Peter Hoagland, an Omaha native, for whom the lecture series is named, graduated from Stanford University in 1963 and from Yale Law School in 1968. He served as a Nebraska state senator before winning a U.S. House of Representatives seat in 1988. He served three terms before losing by less than 1 percent of the vote to John Christensen in 1994. Prior to being elected to the Nebraska Legislature in 1978, Hoagland worked with Nebraska Common Cause to write and pass into law the Nebraska Open Meetings Law. In addition, he helped to create the Political Accountability and Disclosure Committee, which regulates political activity in Nebraska. While in the state legislature, Hoagland was known for his work on legislation supporting environmental causes and on issues affecting financial service companies in his home district which included Omaha and the surrounding area. During his time in Congress, Hoagland was known as a student of the issues and for his bipartisan approach to legislation.
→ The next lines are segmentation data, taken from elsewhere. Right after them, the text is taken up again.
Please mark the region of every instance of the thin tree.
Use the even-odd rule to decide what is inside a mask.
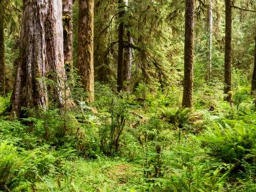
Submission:
[[[125,0],[125,6],[129,6],[129,0]],[[127,8],[125,9],[127,12]],[[132,44],[132,38],[131,36],[131,33],[128,29],[129,26],[126,26],[126,37],[128,45]],[[128,92],[131,90],[131,69],[132,62],[132,49],[130,45],[126,46],[124,52],[124,90]]]
[[[213,14],[212,14],[212,0],[209,0],[208,9],[208,30],[209,30],[209,63],[208,63],[208,80],[212,77],[212,26],[213,26]]]
[[[225,87],[224,93],[231,90],[232,0],[225,0]]]
[[[193,108],[194,81],[194,0],[186,0],[184,79],[182,108]]]
[[[3,0],[0,0],[0,4]],[[0,95],[5,95],[4,17],[0,13]]]
[[[124,3],[123,0],[118,0],[118,54],[117,59],[117,91],[124,88],[124,24],[122,20],[124,15]]]
[[[73,104],[65,86],[61,18],[61,0],[24,1],[20,58],[12,97],[13,116],[22,115],[22,108],[47,109],[49,92],[60,108]],[[46,77],[54,84],[47,87]]]
[[[252,74],[252,93],[256,91],[256,26],[255,26],[255,47],[254,47],[254,67],[253,72]]]
[[[68,72],[72,72],[72,0],[62,1],[62,15],[63,24],[64,63]]]
[[[79,1],[77,68],[90,102],[94,100],[93,8],[94,0]]]

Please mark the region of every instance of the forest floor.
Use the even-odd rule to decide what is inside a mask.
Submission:
[[[0,191],[256,191],[247,86],[236,90],[233,107],[221,88],[201,88],[194,110],[179,108],[177,88],[150,93],[141,85],[129,97],[96,90],[82,111],[2,114]],[[9,100],[0,97],[0,113]]]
He was placed on the Ways and Means Committee out of respect for his legislative ability. He died Oct. 30, 2007, at age 65 from complications of Parkinson's disease.

The lecture series was created in 2008 by Hoagland's friend and former chief of staff Jim Crounse, with a gift to the University of Nebraska Foundation. The lectures will occur annually and alternate between UNL and the University of Nebraska at Omaha. This is the second lecture in the series.